© 2026 Stephen Adei. All rights reserved. All content on this site is the intellectual property of Stephen Adei. See License for terms of use and attribution.
Traceability Design Principles
Overview
This document establishes the design principles for end-to-end traceability in the case study OLAP analytics platform. These principles ensure that every execution, data artifact, and operational event can be traced back to its origin without introducing unnecessary complexity or custom identifiers. Ohpen core banking (OLTP) is upstream and out of scope (Scope & Assumptions).
Core Principle: AWS-Native Identifiers
The design uses AWS-native identifiers and does not introduce custom UUIDs or separate run tables.
This principle aligns with our Design Decisions Summary for serverless-first architecture:
- Reduces operational complexity (no separate tracking infrastructure)
- Leverages AWS's built-in traceability (execution history via Step Functions, logs via CloudWatch, metrics)

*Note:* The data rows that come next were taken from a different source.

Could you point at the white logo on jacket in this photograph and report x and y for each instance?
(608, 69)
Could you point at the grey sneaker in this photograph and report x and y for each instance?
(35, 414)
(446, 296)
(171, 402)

- Ensures identifiers are unique, immutable, and automatically managed
- Prevents identifier proliferation and correlation gaps (see Tooling & Controls for service selection rationale)
Terminology Convention
📋 TERMINOLOGY STANDARD
run_id: The identifier value itself (use in documentation, logs, S3 paths, CloudWatch dimensions)--run-key: CLI argument name only (implementation detail for passing run_id to Glue/Lambda)execution nameorStep Functions execution name: AWS resource property that becomes run_id when orchestratedexecution ARN: Full AWS resource identifier (canonical identifier for traceability)Use
run_idconsistently in prose. Reserve--run-keyfor CLI examples only.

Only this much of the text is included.